Nebraska law allows motorists to make a right turn after stopping at a red light unless there’s a sign indicating the turn is prohibited. Drivers must use caution and follow right-of-way rules when making a right on red.
In Nebraska, a motorist can make a left turn after stopping at a red light only from a one-way street onto another one-way street. Of course, motorists need to follow the normal right-of-way rules and proceed with caution when making the turn.
In Nebraska, a yellow light is a warning that the signal is about to turn red. Motorists must stop at a yellow light unless they are so close to the intersection that a stop can’t be safely made.
Generally, stop sign and red light violations are traffic infractions in Nebraska.
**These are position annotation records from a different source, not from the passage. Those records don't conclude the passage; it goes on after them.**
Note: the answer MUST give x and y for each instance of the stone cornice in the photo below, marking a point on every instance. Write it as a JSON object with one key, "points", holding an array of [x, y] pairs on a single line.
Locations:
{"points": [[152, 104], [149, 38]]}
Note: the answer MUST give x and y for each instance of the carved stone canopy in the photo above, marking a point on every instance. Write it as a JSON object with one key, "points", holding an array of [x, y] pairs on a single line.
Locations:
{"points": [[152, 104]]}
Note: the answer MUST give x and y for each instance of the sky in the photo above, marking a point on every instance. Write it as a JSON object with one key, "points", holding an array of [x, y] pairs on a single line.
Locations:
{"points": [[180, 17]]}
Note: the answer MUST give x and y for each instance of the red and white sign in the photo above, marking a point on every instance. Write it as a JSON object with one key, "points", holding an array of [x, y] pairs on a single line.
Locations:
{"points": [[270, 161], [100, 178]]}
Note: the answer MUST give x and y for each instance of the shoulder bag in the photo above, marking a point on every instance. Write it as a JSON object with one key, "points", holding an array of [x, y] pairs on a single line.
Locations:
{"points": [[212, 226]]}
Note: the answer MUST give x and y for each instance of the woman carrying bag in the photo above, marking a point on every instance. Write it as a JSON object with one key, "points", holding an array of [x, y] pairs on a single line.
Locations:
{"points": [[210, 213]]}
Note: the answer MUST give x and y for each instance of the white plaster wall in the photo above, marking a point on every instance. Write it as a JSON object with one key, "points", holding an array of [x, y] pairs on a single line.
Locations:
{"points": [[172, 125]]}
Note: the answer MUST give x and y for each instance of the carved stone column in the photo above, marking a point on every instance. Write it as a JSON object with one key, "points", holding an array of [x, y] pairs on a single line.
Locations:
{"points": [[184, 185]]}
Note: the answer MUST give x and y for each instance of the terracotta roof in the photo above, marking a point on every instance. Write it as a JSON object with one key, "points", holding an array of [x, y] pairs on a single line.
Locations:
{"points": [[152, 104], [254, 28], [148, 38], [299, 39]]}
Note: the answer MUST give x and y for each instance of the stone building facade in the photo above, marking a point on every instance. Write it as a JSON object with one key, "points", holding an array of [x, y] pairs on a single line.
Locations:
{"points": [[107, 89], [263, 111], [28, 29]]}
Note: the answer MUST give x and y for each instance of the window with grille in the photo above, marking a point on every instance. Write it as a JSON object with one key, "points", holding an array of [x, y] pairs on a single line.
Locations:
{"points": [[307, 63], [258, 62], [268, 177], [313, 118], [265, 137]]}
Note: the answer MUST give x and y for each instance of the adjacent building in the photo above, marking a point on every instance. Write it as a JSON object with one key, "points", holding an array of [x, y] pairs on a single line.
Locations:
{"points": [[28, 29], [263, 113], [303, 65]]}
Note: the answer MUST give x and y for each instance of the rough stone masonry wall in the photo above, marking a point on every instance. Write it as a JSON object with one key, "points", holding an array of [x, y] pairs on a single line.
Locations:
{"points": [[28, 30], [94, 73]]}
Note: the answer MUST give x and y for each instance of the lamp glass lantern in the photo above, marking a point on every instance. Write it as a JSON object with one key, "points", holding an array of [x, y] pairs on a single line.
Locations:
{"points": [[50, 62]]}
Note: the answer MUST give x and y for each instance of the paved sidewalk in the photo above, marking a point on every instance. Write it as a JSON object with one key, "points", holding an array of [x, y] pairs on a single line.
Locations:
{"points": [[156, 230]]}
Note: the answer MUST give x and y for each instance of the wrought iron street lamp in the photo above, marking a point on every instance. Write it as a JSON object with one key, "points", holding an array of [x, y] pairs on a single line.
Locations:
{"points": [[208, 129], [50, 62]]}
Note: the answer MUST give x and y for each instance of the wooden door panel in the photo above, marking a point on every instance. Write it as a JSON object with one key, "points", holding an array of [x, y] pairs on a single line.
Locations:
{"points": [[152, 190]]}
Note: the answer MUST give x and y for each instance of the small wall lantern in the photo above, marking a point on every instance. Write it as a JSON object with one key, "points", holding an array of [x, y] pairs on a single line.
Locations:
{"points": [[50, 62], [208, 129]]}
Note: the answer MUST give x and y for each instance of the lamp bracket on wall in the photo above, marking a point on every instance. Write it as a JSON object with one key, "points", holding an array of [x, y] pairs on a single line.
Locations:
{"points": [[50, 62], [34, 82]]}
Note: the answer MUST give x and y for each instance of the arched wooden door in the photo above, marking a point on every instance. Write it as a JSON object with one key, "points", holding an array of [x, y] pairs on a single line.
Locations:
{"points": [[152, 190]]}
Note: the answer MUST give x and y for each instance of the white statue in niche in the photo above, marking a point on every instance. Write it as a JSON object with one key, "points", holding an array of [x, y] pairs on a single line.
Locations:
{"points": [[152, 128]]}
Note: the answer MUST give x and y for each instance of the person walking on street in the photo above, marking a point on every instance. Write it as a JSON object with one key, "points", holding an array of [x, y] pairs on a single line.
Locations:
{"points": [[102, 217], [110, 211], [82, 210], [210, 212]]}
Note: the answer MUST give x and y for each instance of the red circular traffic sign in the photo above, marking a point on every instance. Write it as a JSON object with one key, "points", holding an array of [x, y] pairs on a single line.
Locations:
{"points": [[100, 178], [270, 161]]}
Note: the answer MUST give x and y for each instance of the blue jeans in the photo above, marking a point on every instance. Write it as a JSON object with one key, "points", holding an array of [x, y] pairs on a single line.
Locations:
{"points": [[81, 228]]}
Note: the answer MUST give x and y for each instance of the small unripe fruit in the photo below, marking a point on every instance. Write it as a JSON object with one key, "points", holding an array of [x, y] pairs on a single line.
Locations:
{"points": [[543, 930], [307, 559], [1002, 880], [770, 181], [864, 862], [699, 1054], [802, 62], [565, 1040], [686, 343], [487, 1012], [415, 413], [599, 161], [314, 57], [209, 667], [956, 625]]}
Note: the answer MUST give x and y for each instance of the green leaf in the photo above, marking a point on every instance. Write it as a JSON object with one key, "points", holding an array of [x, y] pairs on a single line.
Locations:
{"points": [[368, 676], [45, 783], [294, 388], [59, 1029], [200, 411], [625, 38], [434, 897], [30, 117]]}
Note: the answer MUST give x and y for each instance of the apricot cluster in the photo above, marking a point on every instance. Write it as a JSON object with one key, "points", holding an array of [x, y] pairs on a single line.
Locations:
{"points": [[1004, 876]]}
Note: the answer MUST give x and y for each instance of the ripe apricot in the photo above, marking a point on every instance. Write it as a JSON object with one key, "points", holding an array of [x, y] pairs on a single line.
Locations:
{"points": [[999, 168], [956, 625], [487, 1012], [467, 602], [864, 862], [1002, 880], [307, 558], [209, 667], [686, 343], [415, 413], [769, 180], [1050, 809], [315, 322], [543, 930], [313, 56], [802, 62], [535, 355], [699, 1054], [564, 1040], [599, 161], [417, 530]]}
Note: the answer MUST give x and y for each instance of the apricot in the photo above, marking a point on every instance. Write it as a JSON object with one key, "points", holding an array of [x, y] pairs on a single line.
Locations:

Convicted motorists are typically looking at a $75 fine plus $49 in fees.
A stop sign or red light conviction will generally add one demerit point to a motorist’s driving record. Accumulating too many points can lead to license suspension. But eligible motorists can reduce their points by taking a driver improvement course.
Depending on the circumstances, a red light or stop sign violation could also lead to a reckless driving conviction. And if one these offenses result in the death of another person, vehicular homicide charges are also a possibility.